Dirt has no soul. It does not hunger. It is without memory. Its meaning is no more than we assign.
Urban Fellow Peter Bluestone, a researcher at Georgia State University’s Andrew Young School of Policy Studies, has brought forth an exhaustive study that should probably be the last of its kind funded with public money.
“Claims have been made,” he notes, “regarding the potential geographic imbalance between the revenues generated in an area and the public expenditures received.” His research, therefore, is an “attempt to document these flows.”
To what purpose?
That is clear. To establish conclusively and finally that metro Atlanta is entitled to more state money. This is, after all, the dirt that accounts for 61 percent of state revenues, while it receives 47 percent.
Those 28 counties — metro Atlanta as defined by the U.S. Census Bureau — hold 54 percent of Georgia’s population. The counties run from Bartow and Pickens on the north, out to Newton and Walton on the east, to Spalding and Meriwether on the south, to Carroll and Haralson on the west.
Bluestone’s research is superb and the data rich. It establishes conclusively, for example, that voters are being hoodwinked by those who push local-option sales taxes with the premise that up to 40 percent to 45 percent of the burden will be borne by visitors. Bluestone’s finding is that in metro Atlanta “out-of-state and out-of-region visitor spending did not significantly affect sales tax collections in fiscal year 2004,” the data-year studied.
The research will undoubtedly be employed by the special pleaders to make the case that metro Atlanta does not get its “fair share” of the state’s bounty. It is, instead, research that should put to rest forevermore the notion that the governor and the Georgia General Assembly should fragment the state into regions, each with proportional entitlements and claims on the state treasury.
This is the research effort that should make it clear to Gov. Sonny Perdue, to legislators and to future leaders of Georgia that their obligation is to reunite Georgia into one and to develop public policies that serve people as they choose to live and where they choose to live. One pending issue is transportation.
Without question, Georgia needs to have a statewide plan without provisions contained in Senate Resolution 44 that would allow regional options for a 1-cent sales tax. It should be one plan for one state, connected top to bottom, with one statewide sales tax, as proposed in House Resolution 206.
The research, for whatever political purposes it might be used, does raise the question of whether the state’s obligation is to serve dirt or people. Yes, metro Atlanta disproportionately pays. But metro Atlanta disproportionately earns. It’s not the dirt that pays or earns.
The 54 percent of Georgians who live in metro Atlanta account for 66 percent of the $6.2 billion in personal income tax paid.

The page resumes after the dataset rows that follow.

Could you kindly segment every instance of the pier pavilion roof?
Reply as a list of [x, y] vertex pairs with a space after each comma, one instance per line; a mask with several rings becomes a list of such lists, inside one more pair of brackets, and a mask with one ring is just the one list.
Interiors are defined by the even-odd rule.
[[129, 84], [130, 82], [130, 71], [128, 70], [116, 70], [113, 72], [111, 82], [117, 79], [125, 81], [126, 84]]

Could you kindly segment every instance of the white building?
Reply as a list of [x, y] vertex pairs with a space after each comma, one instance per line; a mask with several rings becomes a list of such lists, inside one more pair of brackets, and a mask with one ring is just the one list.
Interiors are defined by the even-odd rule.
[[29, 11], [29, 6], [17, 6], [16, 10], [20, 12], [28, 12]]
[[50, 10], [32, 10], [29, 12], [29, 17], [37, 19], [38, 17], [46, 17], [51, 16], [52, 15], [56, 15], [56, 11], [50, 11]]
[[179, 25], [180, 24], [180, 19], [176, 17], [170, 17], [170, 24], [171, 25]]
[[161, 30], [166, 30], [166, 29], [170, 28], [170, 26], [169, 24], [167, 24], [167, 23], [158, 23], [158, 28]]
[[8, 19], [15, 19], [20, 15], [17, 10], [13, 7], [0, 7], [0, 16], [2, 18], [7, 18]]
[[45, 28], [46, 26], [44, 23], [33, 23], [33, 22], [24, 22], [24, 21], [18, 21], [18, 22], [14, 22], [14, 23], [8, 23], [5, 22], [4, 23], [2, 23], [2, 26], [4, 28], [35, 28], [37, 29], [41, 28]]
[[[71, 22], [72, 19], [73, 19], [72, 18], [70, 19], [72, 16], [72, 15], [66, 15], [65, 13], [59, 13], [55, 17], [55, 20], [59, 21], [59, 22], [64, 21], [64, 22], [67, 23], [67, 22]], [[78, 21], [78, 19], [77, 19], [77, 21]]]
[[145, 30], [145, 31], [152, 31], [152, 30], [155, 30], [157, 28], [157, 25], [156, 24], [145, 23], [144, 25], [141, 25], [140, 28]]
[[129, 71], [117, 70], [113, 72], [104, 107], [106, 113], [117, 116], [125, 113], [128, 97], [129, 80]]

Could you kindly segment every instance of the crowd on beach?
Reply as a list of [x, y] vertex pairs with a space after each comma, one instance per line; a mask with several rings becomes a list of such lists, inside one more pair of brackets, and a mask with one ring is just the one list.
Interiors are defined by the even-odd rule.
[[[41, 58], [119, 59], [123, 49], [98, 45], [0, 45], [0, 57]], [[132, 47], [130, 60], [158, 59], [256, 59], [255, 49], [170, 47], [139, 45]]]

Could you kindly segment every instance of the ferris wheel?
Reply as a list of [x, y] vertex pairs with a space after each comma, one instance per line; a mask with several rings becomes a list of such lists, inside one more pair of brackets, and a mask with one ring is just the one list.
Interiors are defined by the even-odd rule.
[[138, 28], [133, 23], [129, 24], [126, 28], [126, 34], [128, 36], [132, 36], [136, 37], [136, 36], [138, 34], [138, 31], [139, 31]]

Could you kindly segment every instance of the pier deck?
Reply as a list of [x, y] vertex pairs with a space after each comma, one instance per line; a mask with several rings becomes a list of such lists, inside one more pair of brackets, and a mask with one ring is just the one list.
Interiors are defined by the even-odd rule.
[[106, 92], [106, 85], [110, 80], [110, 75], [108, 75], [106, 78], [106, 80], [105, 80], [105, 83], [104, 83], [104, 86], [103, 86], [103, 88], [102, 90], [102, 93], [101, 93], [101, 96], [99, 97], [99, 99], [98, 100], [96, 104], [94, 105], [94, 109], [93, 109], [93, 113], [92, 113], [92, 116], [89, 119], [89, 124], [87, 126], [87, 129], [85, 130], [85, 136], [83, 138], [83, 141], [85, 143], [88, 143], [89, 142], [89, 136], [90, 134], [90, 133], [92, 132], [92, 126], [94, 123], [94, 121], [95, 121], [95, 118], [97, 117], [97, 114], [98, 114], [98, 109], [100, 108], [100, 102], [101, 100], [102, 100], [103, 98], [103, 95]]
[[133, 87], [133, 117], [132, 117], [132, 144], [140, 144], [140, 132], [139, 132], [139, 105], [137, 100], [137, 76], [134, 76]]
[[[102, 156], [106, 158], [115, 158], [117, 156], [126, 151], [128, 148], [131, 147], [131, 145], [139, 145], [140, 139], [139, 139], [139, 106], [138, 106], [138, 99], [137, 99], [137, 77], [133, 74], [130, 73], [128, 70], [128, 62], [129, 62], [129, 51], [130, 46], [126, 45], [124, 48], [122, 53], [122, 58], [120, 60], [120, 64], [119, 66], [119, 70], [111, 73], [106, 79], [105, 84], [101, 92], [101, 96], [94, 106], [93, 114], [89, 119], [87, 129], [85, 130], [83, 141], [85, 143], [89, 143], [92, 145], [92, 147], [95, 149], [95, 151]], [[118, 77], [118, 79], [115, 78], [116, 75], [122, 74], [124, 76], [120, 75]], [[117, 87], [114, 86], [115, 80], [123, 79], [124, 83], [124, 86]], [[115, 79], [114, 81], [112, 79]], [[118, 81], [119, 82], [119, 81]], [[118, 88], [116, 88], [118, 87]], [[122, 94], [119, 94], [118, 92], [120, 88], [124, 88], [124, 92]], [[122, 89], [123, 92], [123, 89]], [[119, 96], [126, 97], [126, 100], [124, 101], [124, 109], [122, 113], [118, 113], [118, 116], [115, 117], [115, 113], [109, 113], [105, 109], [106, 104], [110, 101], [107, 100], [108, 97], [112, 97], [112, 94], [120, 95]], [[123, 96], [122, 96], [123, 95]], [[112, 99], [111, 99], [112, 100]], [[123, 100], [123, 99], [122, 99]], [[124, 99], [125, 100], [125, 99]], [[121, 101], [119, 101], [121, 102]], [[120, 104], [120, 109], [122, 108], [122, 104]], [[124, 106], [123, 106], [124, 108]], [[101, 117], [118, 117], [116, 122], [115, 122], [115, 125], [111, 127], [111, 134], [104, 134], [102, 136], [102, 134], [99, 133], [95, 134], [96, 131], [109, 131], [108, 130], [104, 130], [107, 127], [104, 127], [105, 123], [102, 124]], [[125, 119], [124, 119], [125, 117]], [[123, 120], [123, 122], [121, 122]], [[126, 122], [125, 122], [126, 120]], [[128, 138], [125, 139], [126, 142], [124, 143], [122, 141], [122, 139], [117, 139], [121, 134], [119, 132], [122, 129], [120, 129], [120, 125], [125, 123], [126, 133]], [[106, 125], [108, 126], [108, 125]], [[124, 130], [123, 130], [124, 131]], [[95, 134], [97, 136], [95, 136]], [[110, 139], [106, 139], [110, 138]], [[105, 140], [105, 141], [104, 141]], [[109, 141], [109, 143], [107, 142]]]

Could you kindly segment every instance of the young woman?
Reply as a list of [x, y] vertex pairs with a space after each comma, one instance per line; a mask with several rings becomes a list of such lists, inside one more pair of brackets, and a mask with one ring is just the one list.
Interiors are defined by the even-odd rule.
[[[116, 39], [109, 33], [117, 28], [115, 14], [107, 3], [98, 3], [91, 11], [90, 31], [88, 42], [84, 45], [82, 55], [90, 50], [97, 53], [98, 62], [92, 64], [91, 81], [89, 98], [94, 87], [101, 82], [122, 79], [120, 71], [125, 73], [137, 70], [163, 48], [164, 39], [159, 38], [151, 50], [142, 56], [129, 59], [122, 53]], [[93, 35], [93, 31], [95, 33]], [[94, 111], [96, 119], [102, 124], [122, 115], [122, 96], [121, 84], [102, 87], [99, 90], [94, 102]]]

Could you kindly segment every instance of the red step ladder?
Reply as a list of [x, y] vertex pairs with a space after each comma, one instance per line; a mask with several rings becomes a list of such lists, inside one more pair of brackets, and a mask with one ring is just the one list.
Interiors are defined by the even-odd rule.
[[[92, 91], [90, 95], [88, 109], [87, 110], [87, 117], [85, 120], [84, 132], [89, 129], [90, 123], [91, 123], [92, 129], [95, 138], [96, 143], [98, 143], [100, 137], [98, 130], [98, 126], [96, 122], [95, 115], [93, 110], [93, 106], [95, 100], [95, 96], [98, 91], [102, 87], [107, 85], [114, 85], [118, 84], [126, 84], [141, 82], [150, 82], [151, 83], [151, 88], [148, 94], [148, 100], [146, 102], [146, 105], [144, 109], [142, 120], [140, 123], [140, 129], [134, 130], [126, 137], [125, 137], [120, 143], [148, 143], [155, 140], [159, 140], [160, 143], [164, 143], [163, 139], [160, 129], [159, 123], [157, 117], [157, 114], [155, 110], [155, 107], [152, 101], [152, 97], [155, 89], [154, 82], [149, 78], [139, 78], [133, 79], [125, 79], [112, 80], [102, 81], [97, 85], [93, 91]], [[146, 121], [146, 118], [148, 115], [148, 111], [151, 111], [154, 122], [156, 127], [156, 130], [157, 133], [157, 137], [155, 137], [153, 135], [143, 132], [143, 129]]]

We didn’t pay more because of geography, nor did a high-income earner in Valdosta or Toccoa pay less. They simply chose to live in different places.
House Majority Leader Jerry Keen (R-St. Simons Island) thinks that any attempt to set public policy based on a link between revenues generated and expenditures received “doesn’t work based on any size” county or groupings of counties. “Even within a single county, one portion of the population pays more than another,” he said. “I hear these arguments all the time. Show me one place where the exact amount you pay is the amount that you get back.”
As for the proposed constitutional amendment that would allow regional local-option sales taxes, Keen said, “The only one in the state that would benefit from a regional tax is metro Atlanta. I venture to say that no other county would ever do it.”
The fact that metro Atlanta generates a greater share of the state’s revenues does not mean that the state has any greater obligation to Atlanta-area government and institutions. The small hospital in the Southwest Georgia town of Arlington, Calhoun Memorial, has lost money for the past five years. Its moral claim to state funds, if available, is no less than those of Grady Memorial Hospital in Atlanta, because its people are poorer or because their earth lies below less economic activity.
The same is true of education funding. While schools in metro Atlanta have access to greater local property tax revenues, the state’s obligation is not to the governments that run them, but to the children. Each child, regardless of where he lives, should have a fixed sum, a voucher, that legislators determine is sufficient to buy a decent education. If the county can’t or won’t provide it, the child’s parents should have it to buy elsewhere.
It’s not dirt. It’s people.
Responsible policy-making doesn’t mean the state is obligated to equalize lifestyle and opportunities, regardless of the choices individuals make. Making it “just good enough” so that people in poverty won’t move from where they can’t find jobs to where they can is honoring dirt while disserving people.
The legislator’s job is to weigh what’s best for the entire state and to legislate accordingly.
Neither the residents of Arlington nor those in metro Atlanta are entitled by virtue of the dirt they occupy.
Dirt does not breathe. It does not carry virtue for the prosperity nor responsibility for the poverty that occurs above it. It does not bear shame for the injustices perpetuated there, nor does it memorialize poverty because it was once covered by pockets of it.